In doing so, it became the second professional accounting body to fall into the red, after CIMA announced a deficit of Pounds 322,000 early in the week.
And David Shaw, treasurer of the ICAEW, said the institute was budgeting for ‘substantial losses’ in 2001 due to the use of reserves to fund a new database, education and training needs and to develop local infrastructure.
In particular he highlighted a one off Pounds 1m investment in develop learning materials for the professional stage of the new ACA qualification.
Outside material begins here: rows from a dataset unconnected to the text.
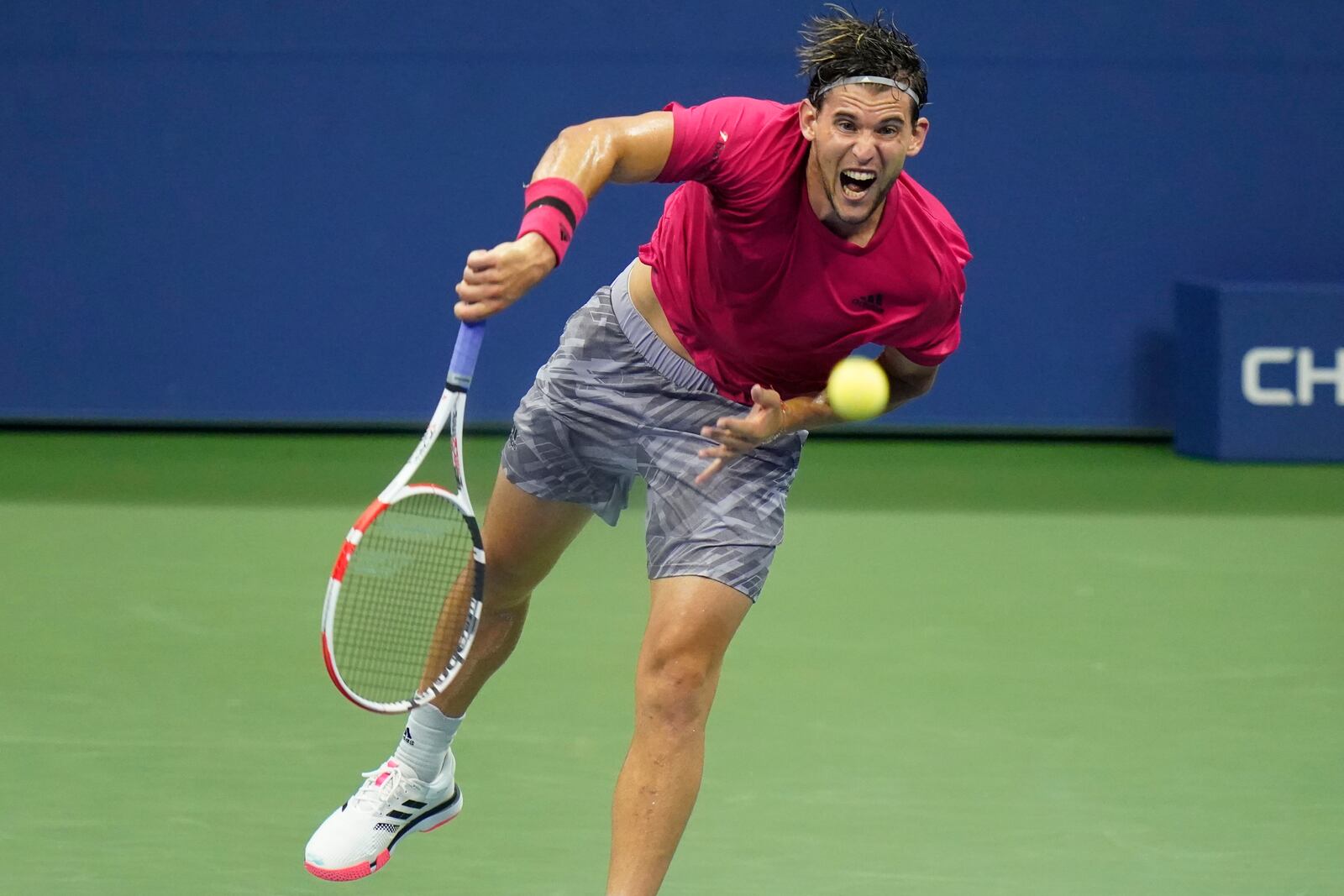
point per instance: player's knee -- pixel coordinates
(675, 688)
(508, 586)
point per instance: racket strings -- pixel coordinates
(405, 600)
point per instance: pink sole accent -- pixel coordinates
(354, 872)
(362, 869)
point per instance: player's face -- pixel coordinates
(860, 140)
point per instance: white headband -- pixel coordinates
(904, 86)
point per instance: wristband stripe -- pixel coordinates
(554, 203)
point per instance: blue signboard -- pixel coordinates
(1261, 371)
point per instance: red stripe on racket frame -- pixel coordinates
(362, 524)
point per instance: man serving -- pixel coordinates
(795, 238)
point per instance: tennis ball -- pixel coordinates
(858, 389)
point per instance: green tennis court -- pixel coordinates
(979, 668)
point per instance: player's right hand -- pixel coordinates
(495, 278)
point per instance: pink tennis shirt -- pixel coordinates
(756, 286)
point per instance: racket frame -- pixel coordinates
(449, 412)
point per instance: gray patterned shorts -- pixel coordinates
(615, 402)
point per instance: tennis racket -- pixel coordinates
(405, 595)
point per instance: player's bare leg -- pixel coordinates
(523, 537)
(691, 622)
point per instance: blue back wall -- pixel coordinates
(255, 211)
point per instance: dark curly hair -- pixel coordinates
(843, 46)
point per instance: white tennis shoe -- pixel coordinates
(360, 837)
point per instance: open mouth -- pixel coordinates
(855, 183)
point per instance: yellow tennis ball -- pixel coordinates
(858, 389)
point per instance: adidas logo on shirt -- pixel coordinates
(869, 302)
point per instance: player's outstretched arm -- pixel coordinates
(573, 170)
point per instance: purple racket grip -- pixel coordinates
(464, 354)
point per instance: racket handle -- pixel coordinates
(464, 354)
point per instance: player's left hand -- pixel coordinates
(737, 436)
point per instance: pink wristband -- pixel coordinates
(553, 207)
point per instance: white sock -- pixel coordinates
(423, 746)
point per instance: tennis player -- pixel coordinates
(795, 238)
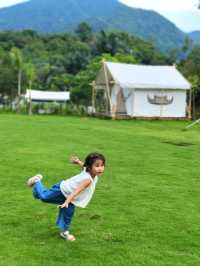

In addition Pounds 1.9m was spent on member education and training, while the cost of member services climbed 14% to Pounds 13.2m in 2000.
In 1999 the ICAEW reported a surplus of £3.7m on earnings of Pounds 53.4m, following a steady increase in profits from just over Pounds 500,000 in 1996 to Pounds 3.4m in 1998.
Despite the loss in 2000, Shaw said the institute would continue to invest in its new qualification in 2001. These words were echoed by Graham Ward, president of the ICAEW, who said the institute was following through on its new strategic plan and had laid foundations for further enhancement of the institute’s position as a relevant 21st century professional body.
Ward said the ICAEW aimed to produce a world class suite of professional accountancy qualifications and lauded the new ACA qualification.